3.4 Age-area in the DL model 

One can also make an age-area plot, comparable to Fig. 3, with data from the DL model 
simulation (see Fig. 7). Again, the data show that larger genotypes are older ones, consistent 
with evolution by infrequent jumps as opposed to gradual evolution. Comparison with Fig. 3 
also highlights the fact that the vast majority of genotypes are neutrally fit, and explained 
well by the DL model. The few that lie above the "neutral" curve are the exceptional 
genotypes which have discovered some competitive advantage — and they are as unimportant 
to most statistical measures of diversity as they are fundamental to the process of evolution. 




4 Conclusions 



Measuring abundance distributions in any living system is notoriously difficult, as witnessed 
by the limited amount of data in the literature, and reflected in a continuing uncertainty as 
to the nature of the distributions.
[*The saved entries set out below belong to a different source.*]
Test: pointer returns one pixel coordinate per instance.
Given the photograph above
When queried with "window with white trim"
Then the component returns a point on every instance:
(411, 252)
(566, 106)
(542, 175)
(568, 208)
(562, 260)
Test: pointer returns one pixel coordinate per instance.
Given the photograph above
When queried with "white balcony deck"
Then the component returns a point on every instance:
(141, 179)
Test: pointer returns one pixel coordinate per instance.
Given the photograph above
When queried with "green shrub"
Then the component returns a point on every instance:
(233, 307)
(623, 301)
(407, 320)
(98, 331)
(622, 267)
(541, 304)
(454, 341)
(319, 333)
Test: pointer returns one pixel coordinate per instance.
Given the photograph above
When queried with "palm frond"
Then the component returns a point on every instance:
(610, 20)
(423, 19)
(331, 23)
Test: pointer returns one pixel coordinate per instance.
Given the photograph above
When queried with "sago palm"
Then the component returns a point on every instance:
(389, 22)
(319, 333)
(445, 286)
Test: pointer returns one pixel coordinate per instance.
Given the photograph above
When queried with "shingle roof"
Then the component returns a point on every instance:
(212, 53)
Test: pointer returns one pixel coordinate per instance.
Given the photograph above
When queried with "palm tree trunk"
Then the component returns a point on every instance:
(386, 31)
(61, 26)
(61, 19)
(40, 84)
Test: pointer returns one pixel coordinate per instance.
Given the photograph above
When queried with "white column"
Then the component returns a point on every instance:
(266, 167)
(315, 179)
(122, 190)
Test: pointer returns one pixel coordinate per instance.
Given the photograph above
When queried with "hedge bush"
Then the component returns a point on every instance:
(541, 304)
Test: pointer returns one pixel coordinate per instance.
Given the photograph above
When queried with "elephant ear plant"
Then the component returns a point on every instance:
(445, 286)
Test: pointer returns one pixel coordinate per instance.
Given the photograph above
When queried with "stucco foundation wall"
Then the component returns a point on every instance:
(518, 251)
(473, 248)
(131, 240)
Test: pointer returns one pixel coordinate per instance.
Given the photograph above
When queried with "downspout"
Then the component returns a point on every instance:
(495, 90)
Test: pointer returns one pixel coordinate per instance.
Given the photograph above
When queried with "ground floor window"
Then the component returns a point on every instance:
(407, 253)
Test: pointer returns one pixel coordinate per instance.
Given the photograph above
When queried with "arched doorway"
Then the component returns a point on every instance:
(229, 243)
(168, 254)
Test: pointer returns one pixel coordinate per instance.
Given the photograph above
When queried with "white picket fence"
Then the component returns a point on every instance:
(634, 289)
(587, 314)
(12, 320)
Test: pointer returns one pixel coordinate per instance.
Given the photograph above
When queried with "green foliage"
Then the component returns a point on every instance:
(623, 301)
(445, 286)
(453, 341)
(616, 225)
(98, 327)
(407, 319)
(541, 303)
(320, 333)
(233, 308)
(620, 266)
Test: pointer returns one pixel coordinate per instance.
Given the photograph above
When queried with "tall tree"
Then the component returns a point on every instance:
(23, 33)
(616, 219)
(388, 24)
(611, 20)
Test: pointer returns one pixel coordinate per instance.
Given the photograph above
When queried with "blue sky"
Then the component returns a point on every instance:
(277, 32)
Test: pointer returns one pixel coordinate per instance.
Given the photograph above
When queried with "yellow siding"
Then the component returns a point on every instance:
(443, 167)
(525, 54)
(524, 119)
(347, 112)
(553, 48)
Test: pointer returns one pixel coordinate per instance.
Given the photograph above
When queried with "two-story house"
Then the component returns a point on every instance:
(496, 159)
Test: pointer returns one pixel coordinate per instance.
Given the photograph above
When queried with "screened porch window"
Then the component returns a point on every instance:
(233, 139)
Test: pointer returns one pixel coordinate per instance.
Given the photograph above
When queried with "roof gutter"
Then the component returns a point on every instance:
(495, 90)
The advent of Artificial Life systems analogous to simple 
natural systems has introduced the ability to study the old unanswered questions but with 
new methods and tools. 

With Artificial Life it is now possible to gather huge amounts of population data from 
simple artificial evolving systems. From a simulation of an artificial world, not only the cur- 
rent ecology, but also the complete "paleontological" history can be recorded and examined 
in full detail. Parameters such as mutation rates and carrying capacities can also be adjusted 
easily. 

In this paper we have re-examined some of the old questions by measuring both abun- 
dance distributions and the area-age relation in an Artificial Life system. Although it is 
currently not possible to distinguish species in these RNA-type systems, we are able to 



produce genotype abundance distributions showing universal behavior, and to speculate 
that the genotype distributions are the very foundation of the ubiquitous (-3/2) power-laws 
in species abundance curves obtained already in 1922 by Willis, and later throughout the 
taxonomic system and the paleontological record by Burlando. 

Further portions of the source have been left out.